Necessary Exploration
Necessary Exploration
“The show we need right now.”
That’s how Amanda Herman, associate director of the University Museum of Contemporary Art at UMass Amherst, describes an exhibition of more than 100 drawings by Williams art professor Laylah Ali ’91, on view through May 9.
“Is anything the matter?” encompasses 30 years’ worth of Ali’s work from 12 different series. The drawings explore “the amalgam of race, power, gender, human frailty, murky politics and other complex combinations that are so often treated as separate entities,” as Ali writes in her artist statement.
The show spans works from her earliest series, “Self Portraits With Nat Turner’s Vision,” begun at the Skowhegan School of Painting and Sculpture when Ali was in graduate school, through 2020’s “Harbinger” drawings, which touch on the death of Ali’s mother during the Covid-19 pandemic.

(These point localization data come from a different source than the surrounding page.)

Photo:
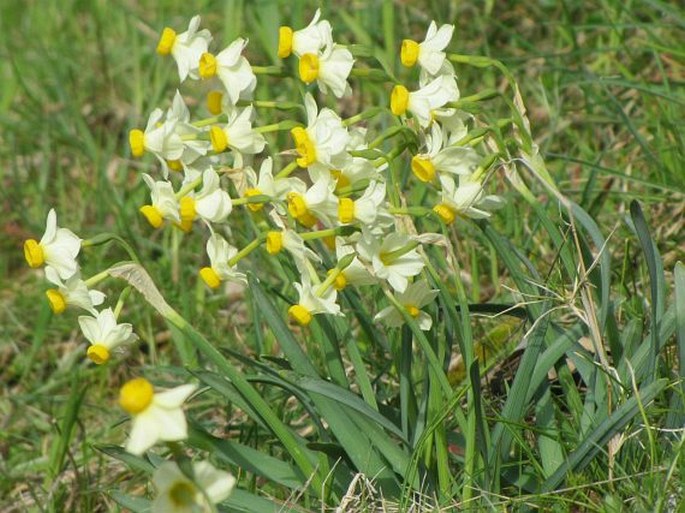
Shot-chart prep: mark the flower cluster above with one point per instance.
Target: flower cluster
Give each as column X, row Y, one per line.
column 330, row 204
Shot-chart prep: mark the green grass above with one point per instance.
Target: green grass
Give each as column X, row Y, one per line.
column 605, row 101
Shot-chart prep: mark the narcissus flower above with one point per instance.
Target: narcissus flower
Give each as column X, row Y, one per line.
column 211, row 203
column 456, row 160
column 237, row 134
column 421, row 102
column 395, row 259
column 416, row 296
column 220, row 252
column 176, row 493
column 105, row 334
column 186, row 47
column 310, row 39
column 429, row 54
column 233, row 70
column 330, row 69
column 467, row 199
column 58, row 248
column 157, row 416
column 71, row 292
column 164, row 203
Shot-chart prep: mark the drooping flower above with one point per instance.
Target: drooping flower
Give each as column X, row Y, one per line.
column 71, row 292
column 186, row 47
column 176, row 493
column 58, row 248
column 310, row 39
column 429, row 54
column 416, row 296
column 105, row 334
column 233, row 70
column 157, row 416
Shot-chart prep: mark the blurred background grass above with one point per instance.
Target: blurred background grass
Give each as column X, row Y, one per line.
column 602, row 80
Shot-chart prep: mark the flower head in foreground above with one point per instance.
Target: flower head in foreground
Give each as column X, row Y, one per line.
column 310, row 39
column 416, row 296
column 58, row 248
column 429, row 54
column 186, row 47
column 176, row 493
column 104, row 334
column 157, row 416
column 71, row 292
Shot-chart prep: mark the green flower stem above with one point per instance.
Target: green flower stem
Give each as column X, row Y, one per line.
column 368, row 114
column 285, row 172
column 120, row 302
column 209, row 121
column 247, row 250
column 188, row 187
column 96, row 278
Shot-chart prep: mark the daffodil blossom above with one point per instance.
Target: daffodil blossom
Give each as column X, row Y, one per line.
column 186, row 47
column 365, row 209
column 394, row 260
column 233, row 70
column 157, row 416
column 176, row 493
column 422, row 102
column 310, row 39
column 58, row 248
column 265, row 184
column 322, row 145
column 71, row 292
column 330, row 69
column 237, row 134
column 317, row 203
column 429, row 54
column 416, row 296
column 211, row 203
column 105, row 334
column 220, row 252
column 312, row 301
column 164, row 203
column 467, row 199
column 454, row 160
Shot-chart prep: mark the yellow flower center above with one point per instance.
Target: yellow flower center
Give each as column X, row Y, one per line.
column 412, row 310
column 166, row 41
column 136, row 395
column 285, row 42
column 182, row 494
column 255, row 207
column 56, row 300
column 33, row 252
column 210, row 277
column 340, row 281
column 304, row 145
column 445, row 212
column 219, row 139
column 341, row 179
column 207, row 65
column 346, row 210
column 175, row 165
column 300, row 315
column 98, row 353
column 309, row 67
column 423, row 168
column 136, row 140
column 297, row 208
column 274, row 242
column 399, row 100
column 153, row 215
column 214, row 100
column 409, row 53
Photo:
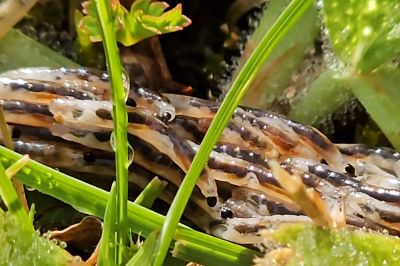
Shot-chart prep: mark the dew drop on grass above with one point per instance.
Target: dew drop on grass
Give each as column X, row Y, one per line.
column 126, row 83
column 30, row 188
column 113, row 141
column 131, row 154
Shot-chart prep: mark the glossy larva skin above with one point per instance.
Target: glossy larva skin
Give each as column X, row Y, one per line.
column 62, row 117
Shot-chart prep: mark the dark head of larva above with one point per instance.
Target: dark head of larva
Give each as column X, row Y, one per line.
column 166, row 117
column 226, row 213
column 89, row 157
column 104, row 114
column 131, row 102
column 350, row 170
column 211, row 201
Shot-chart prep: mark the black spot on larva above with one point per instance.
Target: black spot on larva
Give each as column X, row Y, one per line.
column 212, row 201
column 16, row 133
column 226, row 213
column 89, row 157
column 350, row 169
column 83, row 75
column 58, row 90
column 131, row 102
column 166, row 117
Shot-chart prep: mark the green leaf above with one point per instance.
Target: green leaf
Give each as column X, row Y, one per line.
column 365, row 34
column 145, row 253
column 317, row 246
column 325, row 95
column 11, row 200
column 92, row 200
column 145, row 19
column 379, row 93
column 21, row 247
column 240, row 85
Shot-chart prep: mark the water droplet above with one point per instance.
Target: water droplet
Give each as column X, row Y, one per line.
column 367, row 30
column 131, row 154
column 113, row 141
column 394, row 33
column 126, row 83
column 30, row 188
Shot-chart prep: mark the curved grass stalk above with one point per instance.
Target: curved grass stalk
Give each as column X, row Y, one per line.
column 91, row 200
column 241, row 84
column 120, row 118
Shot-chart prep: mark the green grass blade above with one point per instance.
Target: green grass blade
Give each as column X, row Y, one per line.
column 108, row 245
column 242, row 82
column 285, row 60
column 150, row 193
column 143, row 256
column 11, row 200
column 92, row 200
column 120, row 120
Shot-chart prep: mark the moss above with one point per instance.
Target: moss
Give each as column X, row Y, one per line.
column 19, row 247
column 316, row 246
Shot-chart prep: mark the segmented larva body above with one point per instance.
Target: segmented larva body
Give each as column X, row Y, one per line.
column 62, row 117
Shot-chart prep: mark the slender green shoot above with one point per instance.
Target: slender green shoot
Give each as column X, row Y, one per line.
column 144, row 255
column 32, row 212
column 150, row 193
column 108, row 245
column 120, row 120
column 5, row 133
column 91, row 200
column 242, row 82
column 10, row 198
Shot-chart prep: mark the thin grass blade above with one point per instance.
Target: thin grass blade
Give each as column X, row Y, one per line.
column 108, row 244
column 241, row 84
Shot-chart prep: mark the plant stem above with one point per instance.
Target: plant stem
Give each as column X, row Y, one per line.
column 239, row 87
column 10, row 197
column 120, row 120
column 91, row 200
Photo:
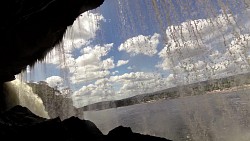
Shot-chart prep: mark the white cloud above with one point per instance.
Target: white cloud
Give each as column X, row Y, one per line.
column 90, row 66
column 54, row 81
column 146, row 45
column 121, row 62
column 121, row 86
column 205, row 48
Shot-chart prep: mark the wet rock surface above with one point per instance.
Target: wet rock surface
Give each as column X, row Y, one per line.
column 20, row 123
column 31, row 28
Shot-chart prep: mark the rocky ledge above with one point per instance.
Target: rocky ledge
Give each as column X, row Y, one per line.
column 20, row 123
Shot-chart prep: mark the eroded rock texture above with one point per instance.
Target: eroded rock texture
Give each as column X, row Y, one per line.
column 31, row 28
column 19, row 123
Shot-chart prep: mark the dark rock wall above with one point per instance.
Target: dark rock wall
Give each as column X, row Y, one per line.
column 31, row 28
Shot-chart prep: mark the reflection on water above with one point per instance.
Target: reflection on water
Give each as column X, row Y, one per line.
column 221, row 116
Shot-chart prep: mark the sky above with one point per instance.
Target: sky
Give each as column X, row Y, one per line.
column 123, row 48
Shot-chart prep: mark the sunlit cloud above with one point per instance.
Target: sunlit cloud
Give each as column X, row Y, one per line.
column 206, row 48
column 146, row 45
column 54, row 81
column 121, row 62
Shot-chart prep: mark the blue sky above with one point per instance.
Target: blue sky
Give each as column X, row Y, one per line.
column 125, row 48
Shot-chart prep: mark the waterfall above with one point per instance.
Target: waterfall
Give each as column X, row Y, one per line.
column 18, row 93
column 127, row 48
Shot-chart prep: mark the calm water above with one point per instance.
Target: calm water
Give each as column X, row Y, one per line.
column 220, row 116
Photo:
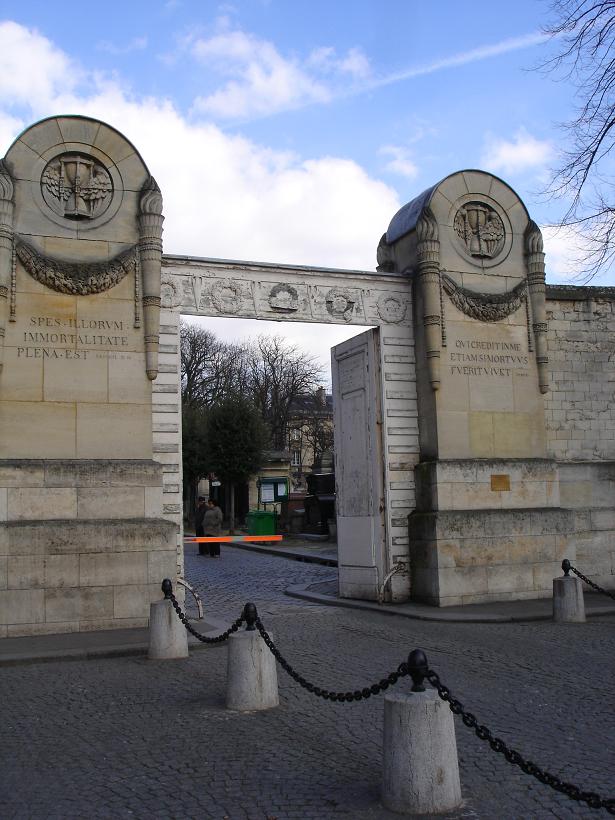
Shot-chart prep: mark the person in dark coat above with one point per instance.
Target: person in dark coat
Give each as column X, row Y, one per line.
column 212, row 524
column 199, row 515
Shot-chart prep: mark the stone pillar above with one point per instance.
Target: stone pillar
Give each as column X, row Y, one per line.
column 420, row 768
column 252, row 679
column 168, row 638
column 428, row 250
column 150, row 254
column 537, row 290
column 568, row 602
column 6, row 250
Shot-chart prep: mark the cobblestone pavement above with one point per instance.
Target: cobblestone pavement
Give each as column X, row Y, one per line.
column 131, row 738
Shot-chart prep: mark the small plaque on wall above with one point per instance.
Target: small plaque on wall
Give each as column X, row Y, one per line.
column 500, row 482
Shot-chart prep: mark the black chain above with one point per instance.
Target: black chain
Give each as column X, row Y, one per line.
column 218, row 639
column 593, row 800
column 591, row 583
column 341, row 697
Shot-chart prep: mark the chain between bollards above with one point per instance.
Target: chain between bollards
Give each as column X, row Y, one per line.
column 167, row 588
column 567, row 567
column 326, row 694
column 593, row 800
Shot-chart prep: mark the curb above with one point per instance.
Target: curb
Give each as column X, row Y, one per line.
column 293, row 555
column 118, row 650
column 422, row 612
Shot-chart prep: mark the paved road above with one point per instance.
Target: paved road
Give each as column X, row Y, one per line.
column 128, row 738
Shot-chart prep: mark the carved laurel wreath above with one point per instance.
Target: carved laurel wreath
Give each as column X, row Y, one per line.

Each series takes a different approach to materials and style.

At the University Museum of Contemporary Art, students are engaging with Ali’s work in multiple ways. Among them, a nursing research class came in for a close looking and discussion session, language students spoke about the work in Italian, and an education class is using the drawings as a case study to create a curriculum, Herman says.
UMass Amherst is the exhibition’s second stop on a tour of teaching museums. The first iteration of the show opened in January 2024 at the Cathy and Jesse Marion Art Gallery at the State University of New York at Fredonia, not far from Ali’s hometown of Buffalo, N.Y. After the Amherst run is finished, the show will be on view at Colby College in the fall of 2025.
“I wanted the works to be at college galleries and be in environments that are study-centered and generative,” Ali says, adding that viewers are invited to engage with the question raised by the title of the exhibition in whatever context makes sense to them—personal, political, social. And those contexts are always changing.
The question “Is anything the matter?” may have elicited different answers in early 2024 than it does today or than it will in the fall—and that’s the point, says Ali, who is the college’s art department co-chair, chair of studio art and the Alexander Falck Class of 1899 Professor of Art.
“These are legitimate, necessary explorations,” she adds. “Suddenly this stuff is controversial again.”
Ali is scheduled to give an artist talk on April 9 at the University Museum of Contemporary Art.